Conclusions. The chronic administration of the PAF antagonist UR-12670 attenuates the long-term effects of ischaemia-reperfusion injury in uninephrectomized ageing rats. The beneficial effect of this agent suggests that PAF contributes to the progression to late renal damage in this model.

Keywords: ageing; chronic nephropathy; warm ischaemia; PAF; PAF receptor antagonist; tubulo-interstitial damage



   Introduction
 Top
 Abstract
 Introduction
 Materials and methods
 Results
 Discussion
 References
 
Donor age has increased due to the continuous increase in organ demand [1,2]. Ageing kidneys have long been considered apt for organ transplantation although they may be susceptible to functional and structural changes [3,4]. A decline in glomerular filtration rate (GFR) and a parallel reduction in renal blood flow from the cortex to the medulla have been observed with age [5]. Glomerulosclerosis is the classic structural finding, but tubulointerstitial fibrosis also contributes to damage in ageing kidney [6]. Tubulointerstitial injury is associated with interstitial inflammation and fibroblast activation, and it has been related to ischaemia secondary to peritubular capillary injury and altered endogenous nitric oxide synthase (eNOS) expression [6]. Several other inflammatory mediators and fibrogenic growth factors, such as PAF [7] and TGF-ß1 [8], are involved in renal interstitial fibrosis associated with ageing.

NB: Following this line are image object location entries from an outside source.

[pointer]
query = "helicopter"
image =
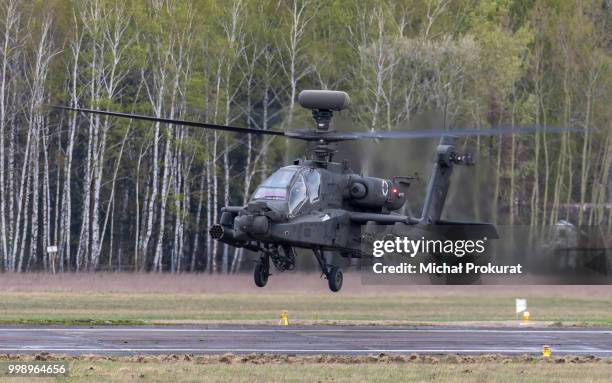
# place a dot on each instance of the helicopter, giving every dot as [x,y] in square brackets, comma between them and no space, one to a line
[321,205]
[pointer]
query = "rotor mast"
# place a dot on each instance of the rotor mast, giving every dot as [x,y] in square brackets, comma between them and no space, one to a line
[323,103]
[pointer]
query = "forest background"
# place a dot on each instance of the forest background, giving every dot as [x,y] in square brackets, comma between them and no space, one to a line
[117,194]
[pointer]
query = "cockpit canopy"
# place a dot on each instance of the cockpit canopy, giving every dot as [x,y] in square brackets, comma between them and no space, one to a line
[298,185]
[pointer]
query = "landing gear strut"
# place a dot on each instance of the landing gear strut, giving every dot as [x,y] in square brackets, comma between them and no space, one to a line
[262,270]
[332,273]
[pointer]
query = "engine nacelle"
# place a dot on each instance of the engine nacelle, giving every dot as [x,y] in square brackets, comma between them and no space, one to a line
[375,193]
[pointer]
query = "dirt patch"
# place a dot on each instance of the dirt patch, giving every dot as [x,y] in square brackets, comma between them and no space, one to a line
[313,359]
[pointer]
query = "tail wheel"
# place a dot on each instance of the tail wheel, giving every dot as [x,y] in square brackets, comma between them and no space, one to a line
[335,278]
[261,272]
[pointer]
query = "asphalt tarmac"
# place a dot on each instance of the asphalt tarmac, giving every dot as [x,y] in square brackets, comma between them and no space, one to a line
[347,340]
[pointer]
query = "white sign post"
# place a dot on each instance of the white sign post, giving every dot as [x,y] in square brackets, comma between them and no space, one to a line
[521,305]
[52,251]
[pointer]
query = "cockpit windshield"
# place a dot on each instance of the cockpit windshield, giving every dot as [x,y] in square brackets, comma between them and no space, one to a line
[275,187]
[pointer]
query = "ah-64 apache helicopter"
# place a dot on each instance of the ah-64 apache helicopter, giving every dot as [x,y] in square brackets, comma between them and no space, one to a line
[321,205]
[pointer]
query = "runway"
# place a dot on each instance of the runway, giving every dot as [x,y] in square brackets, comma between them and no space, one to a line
[347,340]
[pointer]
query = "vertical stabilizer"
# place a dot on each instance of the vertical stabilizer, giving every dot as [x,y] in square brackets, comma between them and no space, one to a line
[437,189]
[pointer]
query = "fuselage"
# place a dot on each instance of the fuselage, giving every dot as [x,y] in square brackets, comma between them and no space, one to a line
[310,204]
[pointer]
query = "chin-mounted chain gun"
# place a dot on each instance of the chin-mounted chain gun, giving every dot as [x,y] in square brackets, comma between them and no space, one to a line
[447,157]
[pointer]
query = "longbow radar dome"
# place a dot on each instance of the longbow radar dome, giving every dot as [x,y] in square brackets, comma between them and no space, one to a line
[324,99]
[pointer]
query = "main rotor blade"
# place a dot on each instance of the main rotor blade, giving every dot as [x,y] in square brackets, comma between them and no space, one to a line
[412,134]
[224,128]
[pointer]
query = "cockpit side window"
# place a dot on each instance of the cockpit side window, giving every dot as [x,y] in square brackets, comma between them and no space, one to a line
[313,184]
[275,186]
[297,195]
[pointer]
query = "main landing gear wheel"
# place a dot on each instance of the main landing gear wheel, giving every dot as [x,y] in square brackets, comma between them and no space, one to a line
[262,272]
[335,278]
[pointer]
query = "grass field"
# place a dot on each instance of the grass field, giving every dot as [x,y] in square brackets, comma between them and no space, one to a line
[252,368]
[153,298]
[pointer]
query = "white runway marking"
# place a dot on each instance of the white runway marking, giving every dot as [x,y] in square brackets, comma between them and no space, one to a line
[332,351]
[327,330]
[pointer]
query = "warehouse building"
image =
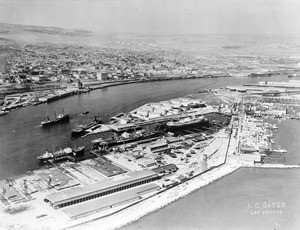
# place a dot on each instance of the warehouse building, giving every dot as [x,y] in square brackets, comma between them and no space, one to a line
[109,202]
[102,188]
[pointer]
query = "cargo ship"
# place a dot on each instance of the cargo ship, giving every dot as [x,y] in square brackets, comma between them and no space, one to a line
[81,129]
[2,113]
[186,122]
[54,155]
[62,153]
[124,138]
[60,118]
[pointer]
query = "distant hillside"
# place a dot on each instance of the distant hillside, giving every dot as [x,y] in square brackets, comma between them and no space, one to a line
[31,34]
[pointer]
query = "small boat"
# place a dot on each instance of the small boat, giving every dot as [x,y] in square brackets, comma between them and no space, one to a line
[60,118]
[2,113]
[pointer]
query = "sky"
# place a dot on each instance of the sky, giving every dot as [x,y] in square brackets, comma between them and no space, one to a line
[158,16]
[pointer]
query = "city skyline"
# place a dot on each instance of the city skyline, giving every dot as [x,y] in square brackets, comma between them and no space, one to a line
[168,17]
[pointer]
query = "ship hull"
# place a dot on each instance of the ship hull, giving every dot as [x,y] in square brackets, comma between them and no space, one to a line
[66,118]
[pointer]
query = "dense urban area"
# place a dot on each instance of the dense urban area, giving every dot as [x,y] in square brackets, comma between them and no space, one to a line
[140,161]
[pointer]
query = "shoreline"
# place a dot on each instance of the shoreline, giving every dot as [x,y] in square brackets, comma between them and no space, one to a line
[92,87]
[157,201]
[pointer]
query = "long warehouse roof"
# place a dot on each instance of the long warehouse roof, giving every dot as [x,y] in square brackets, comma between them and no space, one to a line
[102,202]
[69,194]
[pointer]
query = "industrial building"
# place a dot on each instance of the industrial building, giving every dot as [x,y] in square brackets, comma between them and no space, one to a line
[109,202]
[102,188]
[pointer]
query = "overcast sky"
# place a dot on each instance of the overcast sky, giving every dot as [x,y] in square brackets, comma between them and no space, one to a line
[158,16]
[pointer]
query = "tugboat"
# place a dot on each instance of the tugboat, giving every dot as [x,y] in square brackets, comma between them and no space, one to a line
[60,118]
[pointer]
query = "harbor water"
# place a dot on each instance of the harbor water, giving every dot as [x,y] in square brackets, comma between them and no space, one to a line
[22,138]
[250,198]
[238,201]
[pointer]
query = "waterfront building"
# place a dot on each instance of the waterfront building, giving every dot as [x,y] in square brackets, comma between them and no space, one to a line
[102,76]
[102,188]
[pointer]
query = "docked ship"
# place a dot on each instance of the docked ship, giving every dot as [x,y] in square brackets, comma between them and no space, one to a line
[55,155]
[62,153]
[124,138]
[2,113]
[185,122]
[60,118]
[81,129]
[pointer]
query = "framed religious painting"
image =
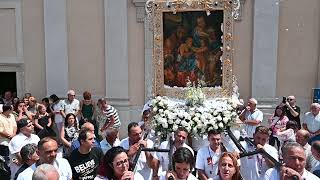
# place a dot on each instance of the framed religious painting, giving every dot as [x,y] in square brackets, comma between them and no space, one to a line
[192,42]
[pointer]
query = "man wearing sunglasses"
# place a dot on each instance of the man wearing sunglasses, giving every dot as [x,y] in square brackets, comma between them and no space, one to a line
[292,110]
[24,136]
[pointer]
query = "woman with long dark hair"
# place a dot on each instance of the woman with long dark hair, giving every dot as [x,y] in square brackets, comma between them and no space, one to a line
[228,168]
[115,166]
[278,123]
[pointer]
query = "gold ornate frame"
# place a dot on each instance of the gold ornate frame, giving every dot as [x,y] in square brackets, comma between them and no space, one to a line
[155,10]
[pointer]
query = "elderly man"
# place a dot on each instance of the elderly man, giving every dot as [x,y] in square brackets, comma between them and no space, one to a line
[208,157]
[28,157]
[25,136]
[311,121]
[251,117]
[132,144]
[8,129]
[110,141]
[315,150]
[45,172]
[161,160]
[254,167]
[294,158]
[85,160]
[302,137]
[47,151]
[292,110]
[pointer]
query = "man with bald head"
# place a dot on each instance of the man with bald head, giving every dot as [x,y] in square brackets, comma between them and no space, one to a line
[311,121]
[251,117]
[76,144]
[47,151]
[302,137]
[45,172]
[294,159]
[292,110]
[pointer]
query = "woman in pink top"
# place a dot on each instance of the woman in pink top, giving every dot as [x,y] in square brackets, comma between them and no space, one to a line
[278,123]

Platelet-activating factor is a potent phospholipid mediator involved in acute inflammatory and immune responses [9]. Our group has shown that treatment with PAF receptor antagonists protects the kidney from experimental renal warm [10] or cold [11] ischaemia-reperfusion injury, as well as from delayed graft function in cadaveric kidney transplantation [12]. Recently, in a model of warm renal ischaemia and mass reduction in young rats, we reported that PAF is involved in the progression to late renal damage [13]. Experimental studies have also reported that PAF induces the synthesis of extracellular matrix proteins by mesangial [14] and tubular epithelial cells [15], suggesting a role of PAF in glomerulosclerosis and interstitial fibrosis.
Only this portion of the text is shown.